The return of large cruise ships to Bar Harbor this summer is thought to be the reason for the increase. Bar Harbor had no large cruise ship visits between November 2019 and April of this year due to the pandemic, though it did have some small cruise ship visits last year.
September and October are typically the busiest months for cruise ship visits to Bar Harbor.
Of more than 150 cruise ship visits scheduled in Bar Harbor for 2022, more than 40 visits happened in September and another 40 are expected for October. In normal years, cruise ships bring a few hundred thousand passengers to Bar Harbor each year.
Despite the lack of large cruise ships last year, the national park had its busiest year on record in 2021. After the pandemic caused tourism to plummet, reducing the number of Acadia visits from 3.4 million in 2019 to 2.6 million in 2020, Acadia had more than 4 million visits last year, its highest annual total since the park was founded in 1916.
The estimated total number of visitors to Acadia is high again this year, though it’s lagged behind visitation from a year ago.

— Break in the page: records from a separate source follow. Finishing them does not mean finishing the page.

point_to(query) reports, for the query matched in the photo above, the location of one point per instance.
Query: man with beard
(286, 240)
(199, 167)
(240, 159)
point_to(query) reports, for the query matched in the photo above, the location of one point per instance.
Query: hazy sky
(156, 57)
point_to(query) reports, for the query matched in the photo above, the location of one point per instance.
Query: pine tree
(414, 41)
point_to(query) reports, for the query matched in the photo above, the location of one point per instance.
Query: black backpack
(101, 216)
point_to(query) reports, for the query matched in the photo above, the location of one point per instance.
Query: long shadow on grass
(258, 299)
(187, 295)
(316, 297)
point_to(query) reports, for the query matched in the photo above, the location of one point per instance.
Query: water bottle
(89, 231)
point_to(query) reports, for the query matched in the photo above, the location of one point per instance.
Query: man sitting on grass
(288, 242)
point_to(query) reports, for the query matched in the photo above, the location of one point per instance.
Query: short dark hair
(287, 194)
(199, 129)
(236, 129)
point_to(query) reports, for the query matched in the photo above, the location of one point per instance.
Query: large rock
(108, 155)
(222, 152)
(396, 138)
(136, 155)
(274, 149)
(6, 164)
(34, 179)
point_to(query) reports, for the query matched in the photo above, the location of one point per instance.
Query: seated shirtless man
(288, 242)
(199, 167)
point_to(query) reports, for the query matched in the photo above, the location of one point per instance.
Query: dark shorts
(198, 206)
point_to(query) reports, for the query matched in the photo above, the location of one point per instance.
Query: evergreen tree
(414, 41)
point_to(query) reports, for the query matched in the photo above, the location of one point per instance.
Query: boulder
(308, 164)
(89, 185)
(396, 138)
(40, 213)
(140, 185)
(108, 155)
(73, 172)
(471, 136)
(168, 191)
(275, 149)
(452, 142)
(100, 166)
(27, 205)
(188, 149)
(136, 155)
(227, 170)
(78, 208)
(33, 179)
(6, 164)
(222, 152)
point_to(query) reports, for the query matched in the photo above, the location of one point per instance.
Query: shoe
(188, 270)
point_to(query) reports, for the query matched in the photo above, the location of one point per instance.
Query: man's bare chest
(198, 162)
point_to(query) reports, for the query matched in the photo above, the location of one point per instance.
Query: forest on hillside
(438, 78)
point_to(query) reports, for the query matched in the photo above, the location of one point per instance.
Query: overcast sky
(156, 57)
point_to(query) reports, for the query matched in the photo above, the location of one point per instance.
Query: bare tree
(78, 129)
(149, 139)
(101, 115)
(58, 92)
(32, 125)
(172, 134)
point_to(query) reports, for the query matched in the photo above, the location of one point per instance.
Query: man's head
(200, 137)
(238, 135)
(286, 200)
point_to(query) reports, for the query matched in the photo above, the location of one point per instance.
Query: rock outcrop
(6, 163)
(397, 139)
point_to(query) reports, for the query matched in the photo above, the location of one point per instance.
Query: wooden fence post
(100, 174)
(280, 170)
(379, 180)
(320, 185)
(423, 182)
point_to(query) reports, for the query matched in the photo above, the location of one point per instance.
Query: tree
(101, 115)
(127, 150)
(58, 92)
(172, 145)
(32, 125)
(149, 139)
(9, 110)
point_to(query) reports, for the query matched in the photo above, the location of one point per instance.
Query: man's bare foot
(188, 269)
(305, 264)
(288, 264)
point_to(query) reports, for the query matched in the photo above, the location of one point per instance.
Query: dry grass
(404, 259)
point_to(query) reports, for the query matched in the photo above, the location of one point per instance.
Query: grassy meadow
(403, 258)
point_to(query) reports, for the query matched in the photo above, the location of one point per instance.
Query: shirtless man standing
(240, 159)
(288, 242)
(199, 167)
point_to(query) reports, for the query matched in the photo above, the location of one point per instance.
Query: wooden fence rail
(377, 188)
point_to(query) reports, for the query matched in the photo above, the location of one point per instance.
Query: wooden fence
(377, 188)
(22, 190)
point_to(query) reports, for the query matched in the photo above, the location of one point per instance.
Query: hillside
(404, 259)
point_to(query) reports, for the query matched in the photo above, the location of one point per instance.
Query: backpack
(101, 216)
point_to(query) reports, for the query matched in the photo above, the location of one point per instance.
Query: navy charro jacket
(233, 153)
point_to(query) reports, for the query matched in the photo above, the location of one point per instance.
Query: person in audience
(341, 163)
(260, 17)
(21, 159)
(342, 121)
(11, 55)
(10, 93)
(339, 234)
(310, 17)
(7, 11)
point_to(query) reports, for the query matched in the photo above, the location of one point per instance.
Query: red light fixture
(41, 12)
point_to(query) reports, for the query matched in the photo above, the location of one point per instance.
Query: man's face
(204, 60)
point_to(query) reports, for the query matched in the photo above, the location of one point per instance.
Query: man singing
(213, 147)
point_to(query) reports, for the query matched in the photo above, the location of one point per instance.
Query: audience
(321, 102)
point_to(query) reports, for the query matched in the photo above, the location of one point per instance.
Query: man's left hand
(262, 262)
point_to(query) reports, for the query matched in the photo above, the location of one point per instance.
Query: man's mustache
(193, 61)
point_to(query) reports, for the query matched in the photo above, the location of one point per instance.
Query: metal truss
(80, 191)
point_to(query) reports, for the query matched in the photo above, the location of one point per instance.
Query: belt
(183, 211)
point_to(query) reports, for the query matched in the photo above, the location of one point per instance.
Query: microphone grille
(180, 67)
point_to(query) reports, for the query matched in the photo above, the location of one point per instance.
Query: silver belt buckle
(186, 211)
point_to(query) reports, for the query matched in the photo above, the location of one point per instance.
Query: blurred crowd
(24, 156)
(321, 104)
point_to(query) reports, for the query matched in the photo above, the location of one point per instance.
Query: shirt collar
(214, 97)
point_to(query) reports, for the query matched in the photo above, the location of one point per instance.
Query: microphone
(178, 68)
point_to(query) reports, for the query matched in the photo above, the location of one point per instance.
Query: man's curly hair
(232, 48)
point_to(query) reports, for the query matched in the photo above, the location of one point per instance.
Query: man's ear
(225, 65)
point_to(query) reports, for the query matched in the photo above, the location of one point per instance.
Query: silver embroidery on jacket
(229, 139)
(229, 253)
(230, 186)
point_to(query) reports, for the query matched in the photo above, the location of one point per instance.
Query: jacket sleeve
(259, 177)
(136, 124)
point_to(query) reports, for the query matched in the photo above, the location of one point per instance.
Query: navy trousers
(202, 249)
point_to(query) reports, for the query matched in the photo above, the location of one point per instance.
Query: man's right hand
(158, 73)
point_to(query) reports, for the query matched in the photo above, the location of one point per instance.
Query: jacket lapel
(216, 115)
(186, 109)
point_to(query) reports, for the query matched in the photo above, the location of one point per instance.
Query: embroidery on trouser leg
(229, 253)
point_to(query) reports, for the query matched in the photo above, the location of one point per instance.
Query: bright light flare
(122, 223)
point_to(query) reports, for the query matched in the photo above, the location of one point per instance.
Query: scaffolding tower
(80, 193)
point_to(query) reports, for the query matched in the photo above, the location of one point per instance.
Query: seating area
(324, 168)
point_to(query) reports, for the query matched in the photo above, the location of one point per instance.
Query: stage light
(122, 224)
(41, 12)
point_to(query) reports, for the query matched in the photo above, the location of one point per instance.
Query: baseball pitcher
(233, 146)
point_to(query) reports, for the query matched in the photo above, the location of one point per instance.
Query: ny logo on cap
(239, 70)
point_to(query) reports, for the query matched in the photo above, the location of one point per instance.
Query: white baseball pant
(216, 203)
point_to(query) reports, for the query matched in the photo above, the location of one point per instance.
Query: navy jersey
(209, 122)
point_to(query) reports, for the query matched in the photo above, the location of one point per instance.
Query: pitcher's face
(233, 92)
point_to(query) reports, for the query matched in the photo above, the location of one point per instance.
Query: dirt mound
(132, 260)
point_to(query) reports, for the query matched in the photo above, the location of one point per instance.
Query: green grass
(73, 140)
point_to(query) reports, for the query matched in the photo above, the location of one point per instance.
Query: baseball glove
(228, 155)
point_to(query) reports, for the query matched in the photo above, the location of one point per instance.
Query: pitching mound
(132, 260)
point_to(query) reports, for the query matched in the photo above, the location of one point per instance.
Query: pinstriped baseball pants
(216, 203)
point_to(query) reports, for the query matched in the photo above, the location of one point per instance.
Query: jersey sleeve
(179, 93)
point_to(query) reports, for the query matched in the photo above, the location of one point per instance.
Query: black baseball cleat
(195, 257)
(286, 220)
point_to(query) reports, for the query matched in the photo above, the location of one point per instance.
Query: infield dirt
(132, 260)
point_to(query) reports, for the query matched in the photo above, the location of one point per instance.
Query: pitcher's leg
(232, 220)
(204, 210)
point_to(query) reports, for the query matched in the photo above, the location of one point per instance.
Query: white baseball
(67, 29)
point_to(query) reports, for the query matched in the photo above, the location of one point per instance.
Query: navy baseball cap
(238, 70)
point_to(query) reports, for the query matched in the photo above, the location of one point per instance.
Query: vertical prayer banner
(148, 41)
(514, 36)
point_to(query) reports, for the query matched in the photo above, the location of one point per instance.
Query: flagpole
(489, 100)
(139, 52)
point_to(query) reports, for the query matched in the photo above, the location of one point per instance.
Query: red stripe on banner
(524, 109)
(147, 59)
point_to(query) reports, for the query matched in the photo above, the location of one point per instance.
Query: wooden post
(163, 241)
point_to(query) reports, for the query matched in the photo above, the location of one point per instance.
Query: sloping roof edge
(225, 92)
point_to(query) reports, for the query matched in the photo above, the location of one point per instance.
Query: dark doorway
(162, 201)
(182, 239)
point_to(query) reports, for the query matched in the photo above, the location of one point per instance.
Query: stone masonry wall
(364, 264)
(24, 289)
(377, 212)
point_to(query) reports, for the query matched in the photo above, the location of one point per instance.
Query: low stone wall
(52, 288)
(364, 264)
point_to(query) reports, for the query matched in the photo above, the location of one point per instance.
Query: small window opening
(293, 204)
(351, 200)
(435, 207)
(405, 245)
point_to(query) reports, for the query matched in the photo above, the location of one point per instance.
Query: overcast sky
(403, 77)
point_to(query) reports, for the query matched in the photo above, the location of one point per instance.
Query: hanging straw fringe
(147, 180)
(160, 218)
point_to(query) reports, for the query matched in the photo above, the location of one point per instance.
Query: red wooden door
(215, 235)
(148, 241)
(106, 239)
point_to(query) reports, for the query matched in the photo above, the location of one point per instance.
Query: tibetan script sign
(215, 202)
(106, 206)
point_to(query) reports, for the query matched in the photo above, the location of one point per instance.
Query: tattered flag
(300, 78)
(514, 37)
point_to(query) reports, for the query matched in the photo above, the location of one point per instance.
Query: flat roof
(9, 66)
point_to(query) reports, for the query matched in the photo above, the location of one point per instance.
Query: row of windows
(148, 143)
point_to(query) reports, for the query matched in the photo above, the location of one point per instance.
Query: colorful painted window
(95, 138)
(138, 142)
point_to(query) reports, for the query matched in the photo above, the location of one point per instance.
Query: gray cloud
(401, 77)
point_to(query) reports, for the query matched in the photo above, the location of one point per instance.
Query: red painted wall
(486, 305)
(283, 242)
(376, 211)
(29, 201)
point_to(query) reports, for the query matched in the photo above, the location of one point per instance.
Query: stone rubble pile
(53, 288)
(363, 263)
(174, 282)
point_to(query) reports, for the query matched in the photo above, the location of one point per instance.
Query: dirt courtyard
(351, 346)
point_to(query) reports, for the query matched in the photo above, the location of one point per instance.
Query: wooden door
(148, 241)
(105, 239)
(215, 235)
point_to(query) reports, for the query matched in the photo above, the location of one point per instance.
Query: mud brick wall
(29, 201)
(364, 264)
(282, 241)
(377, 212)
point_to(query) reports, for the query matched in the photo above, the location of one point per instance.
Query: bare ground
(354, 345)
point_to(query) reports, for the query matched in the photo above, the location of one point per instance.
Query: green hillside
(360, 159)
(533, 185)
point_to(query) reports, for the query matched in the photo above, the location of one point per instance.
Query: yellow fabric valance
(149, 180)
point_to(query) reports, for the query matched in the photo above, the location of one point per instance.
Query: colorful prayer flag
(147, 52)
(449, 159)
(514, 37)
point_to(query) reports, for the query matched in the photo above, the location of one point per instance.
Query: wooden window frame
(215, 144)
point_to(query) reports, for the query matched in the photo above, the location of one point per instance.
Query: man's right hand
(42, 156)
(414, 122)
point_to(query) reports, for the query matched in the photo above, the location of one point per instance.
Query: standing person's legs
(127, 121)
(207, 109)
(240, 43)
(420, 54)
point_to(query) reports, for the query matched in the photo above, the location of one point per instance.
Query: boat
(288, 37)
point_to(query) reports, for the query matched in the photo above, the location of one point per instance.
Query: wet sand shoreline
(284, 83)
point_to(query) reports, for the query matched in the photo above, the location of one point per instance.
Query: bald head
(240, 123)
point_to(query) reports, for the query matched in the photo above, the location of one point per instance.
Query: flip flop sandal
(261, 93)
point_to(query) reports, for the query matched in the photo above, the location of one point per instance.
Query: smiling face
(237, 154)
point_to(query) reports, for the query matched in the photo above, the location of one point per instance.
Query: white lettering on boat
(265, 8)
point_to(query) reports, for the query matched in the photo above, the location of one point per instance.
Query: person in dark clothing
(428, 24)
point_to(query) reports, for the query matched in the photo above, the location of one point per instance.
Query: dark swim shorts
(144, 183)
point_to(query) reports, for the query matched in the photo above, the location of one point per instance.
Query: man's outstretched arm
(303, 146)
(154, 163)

Acadia gets the vast majority of visitors each year between May and October, and monthly totals for June and August were down from 2021. It was also down from January through April of this year, though visitation to the park during colder months slows to a trickle.
Visitation estimates for May, July and September all have been higher this year than last year, with September getting the biggest jump. May visitation was up by less than 1 percent from the prior year, while July was up by a little more than 1 percent.
September visits were up 4.5 percent, from 667,000 in 2021 to 697,000 this year.
With 3.35 million total visits for the first 9 months of the year, the number of tourists to Acadia is within 2 percent of where it was for the first 9 months of 2021.
Alf Anderson, head of Bar Harbor’s Chamber of Commerce, said the park’s numbers show a jump in commercial tour bus passengers from around 10,000 in September 2021 to nearly 30,000 last month, because of the return of cruise ships to Bar Harbor. Cruise ship passengers frequently go on bus tours of the park once they come ashore.
Local tourism businesses struggled last year with chronic understaffing but, despite a continued labor shortage, were better prepared this summer, even with the added tourist traffic from cruise ships, he said.
“After going through such a challenging year in 2021, business owners better prepared themselves for 2022 and it paid off,” Anderson said. “Many employers brought seasonal staff on earlier in the year, increased the number of foreign workers they hired, and/or instituted new procedures that allowed them to operate with fewer workers.”